In the wake of Sarah Palin's "blood libel" YouTube comment on the day of President Obama's "Civility" speech in Tucson, conservative columnist David Brooks of The New York Times made the following observation on Robert Siegel's NPR program:
"She [Palin] does not have a political strategy; she has a media strategy. And the way conservatives develop their media strategy is to offend liberals. And what she does is, she continually picks phrases and things that will offend a lot of people in the country. And this is the way she rallies conservatives to her side. And it works as a media strategy. As a political strategy, I think even a lot of conservatives say we may sort of like her, but she's not ready to be president and I'm afraid she showed that again this week."
The root of the "offend liberal" strategy lies in talk radio and talking-head television but has been exacerbated by the YouTube/Facebook/Twitter media. Many politicians use it but Sarah Palin is the master of it on social networking mediums. It's the medium that makes a media strategy possible and it's the medium that encourages short sound bites that have little impact if they aren't catchy, clever, or offensive. The old political strategy involves reasoned opinion writing, white papers, probing speeches and books on policy. The new media strategy is short, quick and polemic. A media strategy does not lend itself to political discourse furthering understanding of complex issues.
As Brooks points out, in this case the goal is to keep liberals inflamed and a segment of conservatives entertained. I say a segment, because the target audience is not necessarily fiscal conservatives whose concern is to spend public money prudently and cautiously. The target audience is a segment of social conservatives who respond to inflammatory rhetoric by voting.
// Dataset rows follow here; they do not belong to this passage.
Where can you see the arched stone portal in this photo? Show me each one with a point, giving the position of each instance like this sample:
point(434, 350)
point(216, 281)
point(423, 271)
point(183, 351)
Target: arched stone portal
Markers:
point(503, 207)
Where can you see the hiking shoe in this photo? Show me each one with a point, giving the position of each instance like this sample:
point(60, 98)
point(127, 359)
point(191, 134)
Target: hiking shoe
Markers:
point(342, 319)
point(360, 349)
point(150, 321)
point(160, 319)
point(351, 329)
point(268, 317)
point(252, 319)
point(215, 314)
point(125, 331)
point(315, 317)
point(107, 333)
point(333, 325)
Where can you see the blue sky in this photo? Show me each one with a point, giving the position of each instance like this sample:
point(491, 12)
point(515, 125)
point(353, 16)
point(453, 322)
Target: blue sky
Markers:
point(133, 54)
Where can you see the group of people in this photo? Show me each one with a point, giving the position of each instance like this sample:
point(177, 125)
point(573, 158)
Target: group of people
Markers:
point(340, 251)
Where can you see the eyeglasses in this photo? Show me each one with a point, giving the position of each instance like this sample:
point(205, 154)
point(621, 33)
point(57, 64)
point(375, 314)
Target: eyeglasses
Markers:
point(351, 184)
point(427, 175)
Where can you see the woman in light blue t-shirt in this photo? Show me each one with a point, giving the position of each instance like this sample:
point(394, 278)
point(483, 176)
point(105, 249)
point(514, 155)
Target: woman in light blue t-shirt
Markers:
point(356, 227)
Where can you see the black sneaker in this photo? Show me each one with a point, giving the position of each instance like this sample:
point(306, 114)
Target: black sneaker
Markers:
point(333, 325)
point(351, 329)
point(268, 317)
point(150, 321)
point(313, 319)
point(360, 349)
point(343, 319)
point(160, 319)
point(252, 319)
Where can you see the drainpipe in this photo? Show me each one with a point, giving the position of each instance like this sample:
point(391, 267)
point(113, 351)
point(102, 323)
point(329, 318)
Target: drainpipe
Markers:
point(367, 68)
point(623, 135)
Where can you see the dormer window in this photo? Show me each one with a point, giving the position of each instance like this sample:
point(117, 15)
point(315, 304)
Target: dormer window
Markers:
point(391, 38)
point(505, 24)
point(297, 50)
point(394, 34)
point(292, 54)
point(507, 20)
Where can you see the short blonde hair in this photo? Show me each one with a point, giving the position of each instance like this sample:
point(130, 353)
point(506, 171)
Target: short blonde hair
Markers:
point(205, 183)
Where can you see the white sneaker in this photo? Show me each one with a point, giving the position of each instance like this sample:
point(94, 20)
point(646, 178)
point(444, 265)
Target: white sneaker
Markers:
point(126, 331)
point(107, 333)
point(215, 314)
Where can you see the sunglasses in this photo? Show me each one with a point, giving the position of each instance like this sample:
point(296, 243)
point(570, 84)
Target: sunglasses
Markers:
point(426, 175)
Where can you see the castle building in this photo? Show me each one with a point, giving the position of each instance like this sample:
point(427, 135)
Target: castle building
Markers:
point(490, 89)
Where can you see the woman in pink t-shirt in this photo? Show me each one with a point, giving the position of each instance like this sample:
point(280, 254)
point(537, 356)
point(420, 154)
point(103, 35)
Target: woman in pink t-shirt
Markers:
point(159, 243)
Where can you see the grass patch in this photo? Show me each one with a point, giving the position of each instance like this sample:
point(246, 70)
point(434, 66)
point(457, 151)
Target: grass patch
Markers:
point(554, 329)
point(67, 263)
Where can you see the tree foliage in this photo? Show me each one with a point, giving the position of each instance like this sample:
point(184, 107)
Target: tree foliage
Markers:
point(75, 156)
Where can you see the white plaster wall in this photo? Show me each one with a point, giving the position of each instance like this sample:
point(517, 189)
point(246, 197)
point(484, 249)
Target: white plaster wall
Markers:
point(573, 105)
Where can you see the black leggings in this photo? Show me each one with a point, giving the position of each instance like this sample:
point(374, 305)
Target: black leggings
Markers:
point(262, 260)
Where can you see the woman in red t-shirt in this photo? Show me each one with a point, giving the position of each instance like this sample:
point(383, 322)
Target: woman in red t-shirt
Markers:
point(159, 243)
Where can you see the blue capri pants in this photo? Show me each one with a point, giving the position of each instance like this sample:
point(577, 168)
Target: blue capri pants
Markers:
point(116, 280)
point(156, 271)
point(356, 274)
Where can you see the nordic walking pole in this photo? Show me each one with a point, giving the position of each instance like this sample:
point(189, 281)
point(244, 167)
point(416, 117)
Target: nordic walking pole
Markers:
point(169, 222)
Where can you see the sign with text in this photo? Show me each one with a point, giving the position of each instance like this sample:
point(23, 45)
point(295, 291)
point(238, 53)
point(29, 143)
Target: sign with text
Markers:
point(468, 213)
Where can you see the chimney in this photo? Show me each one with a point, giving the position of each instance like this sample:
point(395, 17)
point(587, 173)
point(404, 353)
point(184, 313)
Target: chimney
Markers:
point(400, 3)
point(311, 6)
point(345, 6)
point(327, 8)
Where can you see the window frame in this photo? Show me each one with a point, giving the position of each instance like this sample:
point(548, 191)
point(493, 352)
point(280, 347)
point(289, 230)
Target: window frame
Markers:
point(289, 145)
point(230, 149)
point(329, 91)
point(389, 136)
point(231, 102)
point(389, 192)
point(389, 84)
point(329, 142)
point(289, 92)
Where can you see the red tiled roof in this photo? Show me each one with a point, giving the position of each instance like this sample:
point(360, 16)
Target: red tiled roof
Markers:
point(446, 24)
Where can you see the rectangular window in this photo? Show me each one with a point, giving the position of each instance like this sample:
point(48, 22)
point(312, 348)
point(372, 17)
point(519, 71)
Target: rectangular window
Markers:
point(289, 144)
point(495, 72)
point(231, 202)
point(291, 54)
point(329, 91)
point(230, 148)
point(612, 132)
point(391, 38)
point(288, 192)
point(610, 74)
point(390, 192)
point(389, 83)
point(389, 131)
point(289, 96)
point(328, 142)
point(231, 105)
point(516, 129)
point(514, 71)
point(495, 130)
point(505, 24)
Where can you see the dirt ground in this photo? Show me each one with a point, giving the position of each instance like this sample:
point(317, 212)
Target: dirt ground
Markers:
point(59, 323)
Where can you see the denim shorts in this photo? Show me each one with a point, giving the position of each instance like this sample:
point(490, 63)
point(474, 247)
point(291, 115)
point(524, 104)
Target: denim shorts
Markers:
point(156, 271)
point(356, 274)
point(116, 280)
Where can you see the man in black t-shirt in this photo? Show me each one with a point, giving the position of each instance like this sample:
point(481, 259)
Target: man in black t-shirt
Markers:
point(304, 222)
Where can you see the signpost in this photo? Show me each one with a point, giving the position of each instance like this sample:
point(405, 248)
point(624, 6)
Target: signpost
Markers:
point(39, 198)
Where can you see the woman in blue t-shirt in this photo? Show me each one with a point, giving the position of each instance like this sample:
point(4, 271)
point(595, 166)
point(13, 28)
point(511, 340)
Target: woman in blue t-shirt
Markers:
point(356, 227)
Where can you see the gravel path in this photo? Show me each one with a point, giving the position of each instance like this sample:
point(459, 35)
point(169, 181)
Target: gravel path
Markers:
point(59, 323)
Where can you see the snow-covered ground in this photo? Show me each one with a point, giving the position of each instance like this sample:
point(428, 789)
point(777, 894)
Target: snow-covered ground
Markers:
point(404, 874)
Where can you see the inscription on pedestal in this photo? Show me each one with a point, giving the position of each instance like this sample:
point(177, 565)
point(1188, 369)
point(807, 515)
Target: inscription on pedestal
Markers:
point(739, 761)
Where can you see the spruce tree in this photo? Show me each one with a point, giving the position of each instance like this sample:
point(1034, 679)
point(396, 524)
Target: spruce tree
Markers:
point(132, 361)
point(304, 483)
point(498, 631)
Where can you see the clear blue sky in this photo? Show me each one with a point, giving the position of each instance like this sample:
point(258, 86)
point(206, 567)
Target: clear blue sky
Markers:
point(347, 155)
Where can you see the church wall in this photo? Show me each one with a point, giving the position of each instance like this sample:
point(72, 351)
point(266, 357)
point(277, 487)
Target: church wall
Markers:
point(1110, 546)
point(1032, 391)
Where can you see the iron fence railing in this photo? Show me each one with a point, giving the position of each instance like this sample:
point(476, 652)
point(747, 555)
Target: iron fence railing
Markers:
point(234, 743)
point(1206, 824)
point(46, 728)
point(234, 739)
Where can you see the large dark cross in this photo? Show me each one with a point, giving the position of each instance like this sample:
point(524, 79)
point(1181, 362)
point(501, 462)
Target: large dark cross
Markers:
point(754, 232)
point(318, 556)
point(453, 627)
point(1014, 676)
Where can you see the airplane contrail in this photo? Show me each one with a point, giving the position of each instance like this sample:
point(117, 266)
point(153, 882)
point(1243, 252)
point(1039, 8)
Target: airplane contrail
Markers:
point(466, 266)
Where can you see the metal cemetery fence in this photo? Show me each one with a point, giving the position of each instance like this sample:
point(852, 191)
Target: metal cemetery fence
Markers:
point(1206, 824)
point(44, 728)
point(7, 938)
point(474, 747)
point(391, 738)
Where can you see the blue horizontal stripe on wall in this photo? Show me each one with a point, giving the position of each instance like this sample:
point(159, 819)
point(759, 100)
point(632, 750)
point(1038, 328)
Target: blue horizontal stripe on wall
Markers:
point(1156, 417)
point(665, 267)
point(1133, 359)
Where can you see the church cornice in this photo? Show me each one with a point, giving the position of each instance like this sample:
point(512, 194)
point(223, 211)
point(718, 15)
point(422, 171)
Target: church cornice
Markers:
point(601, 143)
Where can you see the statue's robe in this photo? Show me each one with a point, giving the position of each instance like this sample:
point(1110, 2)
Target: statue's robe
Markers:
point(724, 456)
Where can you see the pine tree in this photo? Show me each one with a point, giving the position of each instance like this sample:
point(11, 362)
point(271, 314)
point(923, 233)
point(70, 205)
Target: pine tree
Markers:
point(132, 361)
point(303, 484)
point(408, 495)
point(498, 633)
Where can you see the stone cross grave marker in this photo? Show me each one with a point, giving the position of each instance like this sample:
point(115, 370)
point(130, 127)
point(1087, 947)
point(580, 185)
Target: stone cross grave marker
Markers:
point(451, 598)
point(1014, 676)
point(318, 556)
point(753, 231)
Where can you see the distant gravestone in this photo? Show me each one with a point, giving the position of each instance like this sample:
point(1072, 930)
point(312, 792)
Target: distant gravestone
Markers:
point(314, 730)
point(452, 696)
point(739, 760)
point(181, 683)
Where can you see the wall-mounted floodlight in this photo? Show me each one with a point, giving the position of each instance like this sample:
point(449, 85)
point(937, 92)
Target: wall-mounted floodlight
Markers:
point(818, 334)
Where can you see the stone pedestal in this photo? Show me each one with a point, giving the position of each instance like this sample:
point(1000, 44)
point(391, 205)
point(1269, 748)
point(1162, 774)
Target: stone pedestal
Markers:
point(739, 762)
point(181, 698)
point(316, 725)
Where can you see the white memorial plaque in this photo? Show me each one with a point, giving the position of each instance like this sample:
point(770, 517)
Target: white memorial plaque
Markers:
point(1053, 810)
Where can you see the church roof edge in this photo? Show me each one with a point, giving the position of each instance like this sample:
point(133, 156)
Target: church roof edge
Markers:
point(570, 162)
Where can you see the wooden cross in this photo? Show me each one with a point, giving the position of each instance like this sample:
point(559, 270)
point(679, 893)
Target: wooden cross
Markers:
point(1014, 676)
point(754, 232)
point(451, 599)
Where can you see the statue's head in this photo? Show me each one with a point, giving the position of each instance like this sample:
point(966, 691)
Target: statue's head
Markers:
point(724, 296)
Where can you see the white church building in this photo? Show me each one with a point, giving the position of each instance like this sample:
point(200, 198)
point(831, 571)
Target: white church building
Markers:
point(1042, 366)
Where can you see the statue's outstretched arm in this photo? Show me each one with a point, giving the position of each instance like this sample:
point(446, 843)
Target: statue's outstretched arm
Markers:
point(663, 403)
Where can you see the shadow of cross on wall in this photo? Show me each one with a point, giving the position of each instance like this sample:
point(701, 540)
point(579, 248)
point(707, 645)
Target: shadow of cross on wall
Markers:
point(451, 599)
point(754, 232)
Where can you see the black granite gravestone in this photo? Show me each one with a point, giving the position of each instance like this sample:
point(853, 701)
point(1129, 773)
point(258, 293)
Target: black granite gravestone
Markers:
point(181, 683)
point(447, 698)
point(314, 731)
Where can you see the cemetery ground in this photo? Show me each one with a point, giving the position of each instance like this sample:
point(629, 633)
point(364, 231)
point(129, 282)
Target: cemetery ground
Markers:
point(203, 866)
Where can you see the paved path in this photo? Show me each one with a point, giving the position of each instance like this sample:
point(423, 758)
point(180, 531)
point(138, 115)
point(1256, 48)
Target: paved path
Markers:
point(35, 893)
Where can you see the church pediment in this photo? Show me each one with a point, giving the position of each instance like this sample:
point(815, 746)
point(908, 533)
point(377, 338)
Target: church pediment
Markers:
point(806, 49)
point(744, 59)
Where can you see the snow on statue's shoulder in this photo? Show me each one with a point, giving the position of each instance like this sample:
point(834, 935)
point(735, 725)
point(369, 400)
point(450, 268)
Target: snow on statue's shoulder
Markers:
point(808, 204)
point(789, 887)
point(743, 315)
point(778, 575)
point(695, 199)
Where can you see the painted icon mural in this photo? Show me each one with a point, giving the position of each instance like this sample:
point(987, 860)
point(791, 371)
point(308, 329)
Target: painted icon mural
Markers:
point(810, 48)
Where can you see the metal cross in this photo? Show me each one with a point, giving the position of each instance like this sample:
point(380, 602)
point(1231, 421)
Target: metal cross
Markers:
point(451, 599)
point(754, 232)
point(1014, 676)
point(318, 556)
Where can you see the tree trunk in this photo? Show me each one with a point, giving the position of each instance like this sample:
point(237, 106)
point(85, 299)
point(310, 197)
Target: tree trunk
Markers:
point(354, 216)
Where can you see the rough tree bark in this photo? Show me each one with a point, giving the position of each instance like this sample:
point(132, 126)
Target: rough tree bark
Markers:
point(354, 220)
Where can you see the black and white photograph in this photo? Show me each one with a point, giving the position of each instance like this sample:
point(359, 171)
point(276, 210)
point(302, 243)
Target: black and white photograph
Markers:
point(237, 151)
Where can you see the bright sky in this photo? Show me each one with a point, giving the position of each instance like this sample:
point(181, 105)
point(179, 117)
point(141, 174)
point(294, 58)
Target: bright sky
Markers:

Conservative commentators such as Rush Limbaugh, Palin and her counterparts at Rupert Murdoch's Fox News, and many other local talk radio hosts around the country are players in a media strategy that may or may not be coordinated -- but generally plays the same tune during each news cycle. All are part of a Republican strategy that was perfected, if not invented, by Karl Rove. Rove's most famous achievement was creating a gay marriage issue out of thin air during the 2000 election. Gays kissing on the evening news brought social conservatives to the polls in droves, swinging the closest presidential election in history to George W. Bush.
Today the message is more likely coordinated by a loose association of Republican strategists who follow Rove's principles. One of them inserted the term "blood libel" into Palin's YouTube absolution speech knowing it would upset liberals and please certain conservatives, further endearing them to her.
What media strategies like Sarah Palin's do is push pluralistic democracy further into dysfunction. James Madison described some of the problems of political factions for a democracy in Federalist Paper No. 10. In a 1990 book, "Community and the Politics of Place," Daniel Kemmis outlined some of the principles of democracy he advocated while mayor of Missoula, Mont. One of the first principles was to recognize the right of the opposite side to exist. Talk radio and related forms of media politics thrive on just the opposite, often marginalizing, demonizing and ridiculing the opposition and their points of view. To be sure, there are liberal media stars who employ the same strategy but their voices are not nearly as practiced nor so shrill as those of the right wing.
The events of Tucson have served to highlight the dangers of inflammatory rhetoric in public discourse and prompted Rep. Jim Clyburn, D-S.C., to try to reinstate the Fairness Doctrine that existed 1949-1987. It required radio and television stations using publicly owned communication frequencies to provide equal time for diverse opinion and commentary. It would likely mean the end of talk radio and talking-head TV stations that cater to a single political point of view. The Internet wouldn't be affected.
As reported on Politico.com, Fox News recognizes the problem of overheated political rhetoric that sometimes implies violence through its imagery. Fox News chief Roger Ailes told Russell Simmons, "I told all of our guys, 'Shut up, tone it down, make your argument intellectually.' "
Whether Sarah Palin can make her arguments intellectually and still retain her loyal following remains to be seen.